The price of iron ore has risen nearly 39% over the past year, according to data from the Federal Reserve.
It’s still well below the all-time high it hit in the summer of 2021, but the commodity been getting more expensive.
China accounts for 70% of global demand for iron ore and until recently, China’s economy wasn’t looking so good, according to Rohan Reddy, director of research at Global X ETFS.
“There was just a lot of negativity towards the Chinese economy and just how China was trending,” he said.
Exhibit A: China’s crisis-ridden property market, which once demanded a lot of steel. Lately, though, China’s government has made aggressive moves to stimulate its economy.
“So they’ve had like three rate cuts this year already and so that’s been helpful, I think, in balancing some of the fears about China,” Reddy said.
Beijing also told its steel makers this year it wouldn’t enforce an annual cap on production aimed at curbing carbon emissions. Iron ore supply has not kept up with the resulting demand.

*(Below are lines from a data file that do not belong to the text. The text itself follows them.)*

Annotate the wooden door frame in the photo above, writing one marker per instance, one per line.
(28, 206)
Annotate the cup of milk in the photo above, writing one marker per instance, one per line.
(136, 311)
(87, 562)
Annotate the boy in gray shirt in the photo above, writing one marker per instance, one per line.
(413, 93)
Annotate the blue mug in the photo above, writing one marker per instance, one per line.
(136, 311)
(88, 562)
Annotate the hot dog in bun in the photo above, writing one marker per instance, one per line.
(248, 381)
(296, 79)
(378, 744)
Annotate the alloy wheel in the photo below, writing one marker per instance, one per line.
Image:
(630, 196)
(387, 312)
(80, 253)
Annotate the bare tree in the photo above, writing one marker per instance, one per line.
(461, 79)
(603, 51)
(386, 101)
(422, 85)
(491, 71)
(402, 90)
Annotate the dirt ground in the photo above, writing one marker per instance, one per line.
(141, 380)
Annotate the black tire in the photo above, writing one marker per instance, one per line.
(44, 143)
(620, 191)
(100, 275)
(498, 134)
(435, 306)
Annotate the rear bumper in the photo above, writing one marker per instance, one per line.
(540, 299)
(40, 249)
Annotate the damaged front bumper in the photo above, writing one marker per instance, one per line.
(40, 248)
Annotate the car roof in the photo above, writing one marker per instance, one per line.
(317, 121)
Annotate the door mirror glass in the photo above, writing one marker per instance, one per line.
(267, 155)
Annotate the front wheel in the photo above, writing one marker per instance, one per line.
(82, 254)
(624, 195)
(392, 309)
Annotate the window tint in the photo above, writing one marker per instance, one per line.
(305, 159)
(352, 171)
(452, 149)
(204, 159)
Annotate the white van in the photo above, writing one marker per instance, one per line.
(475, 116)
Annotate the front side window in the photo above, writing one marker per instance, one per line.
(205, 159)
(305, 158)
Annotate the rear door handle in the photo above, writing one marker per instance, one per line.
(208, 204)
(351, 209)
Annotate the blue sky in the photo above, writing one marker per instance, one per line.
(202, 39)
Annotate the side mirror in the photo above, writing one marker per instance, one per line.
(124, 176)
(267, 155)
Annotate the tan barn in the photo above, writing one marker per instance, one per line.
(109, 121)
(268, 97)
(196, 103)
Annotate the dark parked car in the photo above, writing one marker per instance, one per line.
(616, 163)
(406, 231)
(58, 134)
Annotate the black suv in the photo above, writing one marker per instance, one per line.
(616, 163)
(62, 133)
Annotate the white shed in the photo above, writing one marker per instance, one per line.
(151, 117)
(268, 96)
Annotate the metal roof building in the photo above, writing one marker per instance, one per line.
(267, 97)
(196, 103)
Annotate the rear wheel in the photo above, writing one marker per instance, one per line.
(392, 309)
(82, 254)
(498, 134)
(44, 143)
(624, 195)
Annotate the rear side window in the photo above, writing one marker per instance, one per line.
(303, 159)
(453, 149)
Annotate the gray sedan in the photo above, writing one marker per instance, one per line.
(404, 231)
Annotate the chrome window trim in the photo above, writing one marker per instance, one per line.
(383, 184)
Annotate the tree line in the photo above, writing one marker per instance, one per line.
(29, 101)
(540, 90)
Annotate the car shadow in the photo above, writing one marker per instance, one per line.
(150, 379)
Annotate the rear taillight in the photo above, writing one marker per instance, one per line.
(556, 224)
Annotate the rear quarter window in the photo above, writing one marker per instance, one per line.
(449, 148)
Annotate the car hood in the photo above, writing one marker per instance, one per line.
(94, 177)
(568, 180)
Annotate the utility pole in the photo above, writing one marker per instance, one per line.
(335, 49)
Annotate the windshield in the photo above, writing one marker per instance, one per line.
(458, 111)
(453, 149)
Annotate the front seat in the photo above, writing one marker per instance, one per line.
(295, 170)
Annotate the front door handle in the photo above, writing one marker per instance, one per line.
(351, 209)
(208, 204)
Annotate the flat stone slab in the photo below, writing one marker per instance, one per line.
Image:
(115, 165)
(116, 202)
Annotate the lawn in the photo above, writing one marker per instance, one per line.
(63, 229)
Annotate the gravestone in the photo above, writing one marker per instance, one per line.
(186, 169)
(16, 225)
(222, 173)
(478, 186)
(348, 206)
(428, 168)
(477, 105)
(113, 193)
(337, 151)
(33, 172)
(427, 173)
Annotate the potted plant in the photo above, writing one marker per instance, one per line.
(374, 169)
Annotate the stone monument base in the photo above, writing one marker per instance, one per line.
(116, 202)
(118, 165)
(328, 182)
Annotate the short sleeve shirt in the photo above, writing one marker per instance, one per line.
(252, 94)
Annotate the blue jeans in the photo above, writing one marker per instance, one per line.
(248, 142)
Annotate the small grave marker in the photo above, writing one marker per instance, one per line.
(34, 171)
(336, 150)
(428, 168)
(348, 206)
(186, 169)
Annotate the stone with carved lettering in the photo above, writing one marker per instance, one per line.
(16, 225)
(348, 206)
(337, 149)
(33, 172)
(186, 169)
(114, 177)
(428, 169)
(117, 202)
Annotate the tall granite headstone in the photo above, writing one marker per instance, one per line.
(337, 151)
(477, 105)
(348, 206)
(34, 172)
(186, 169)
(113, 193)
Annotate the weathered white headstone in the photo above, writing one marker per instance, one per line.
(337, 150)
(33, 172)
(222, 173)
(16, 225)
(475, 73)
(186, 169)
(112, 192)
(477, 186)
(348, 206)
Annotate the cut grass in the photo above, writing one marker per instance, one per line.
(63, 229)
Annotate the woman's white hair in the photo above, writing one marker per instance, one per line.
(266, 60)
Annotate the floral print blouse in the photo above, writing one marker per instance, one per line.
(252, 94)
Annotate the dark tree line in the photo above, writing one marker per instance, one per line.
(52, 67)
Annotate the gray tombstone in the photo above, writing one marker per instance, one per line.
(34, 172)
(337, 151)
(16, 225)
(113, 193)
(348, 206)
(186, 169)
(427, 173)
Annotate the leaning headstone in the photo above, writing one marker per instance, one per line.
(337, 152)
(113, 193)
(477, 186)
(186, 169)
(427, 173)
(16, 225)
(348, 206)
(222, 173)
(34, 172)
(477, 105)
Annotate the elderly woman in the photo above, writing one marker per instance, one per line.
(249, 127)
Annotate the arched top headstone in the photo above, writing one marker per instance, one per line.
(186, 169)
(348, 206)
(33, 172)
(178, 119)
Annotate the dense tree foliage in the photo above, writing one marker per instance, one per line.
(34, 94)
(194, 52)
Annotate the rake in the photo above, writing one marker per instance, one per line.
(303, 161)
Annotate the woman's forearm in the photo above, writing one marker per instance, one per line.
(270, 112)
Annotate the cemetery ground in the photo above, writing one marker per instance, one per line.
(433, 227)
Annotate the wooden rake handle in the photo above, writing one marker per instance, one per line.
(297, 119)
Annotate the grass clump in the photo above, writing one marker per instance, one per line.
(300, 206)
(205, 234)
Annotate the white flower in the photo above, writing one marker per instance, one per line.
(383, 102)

University of Houston finance professor Craig Pirrong says higher ore prices will affect steel made from scratch.
“The importance of steel as sort of a major price or cost driver in the United States is relatively modest,” he said.
That’s because here, most new steel is actually recycled from old steel.
“So it would have some impact on prices of goods generally in the United States, but not a huge one,” Pirrong said.
He says the rally in iron ore prices seems driven more by speculation than reality.
“Basically the same period of time that the iron ore market has been going up, the Chinese stock market has been going down,” he said.
China is dealing with stubbornly high unemployment and shrinking factory activity, and Campbell Harvey, a professor of finance at Duke University, says the country’s commercial real estate market remains in disarray.
“They have overbuilt. They have ghost cities. And it’s really hard to see China returning to the robust growth that they’ve experienced over the last 10 years,” he said.
Harvey says investors who have been helping drive iron ore futures higher might be seeing not what’s there, but rather, what they want to see.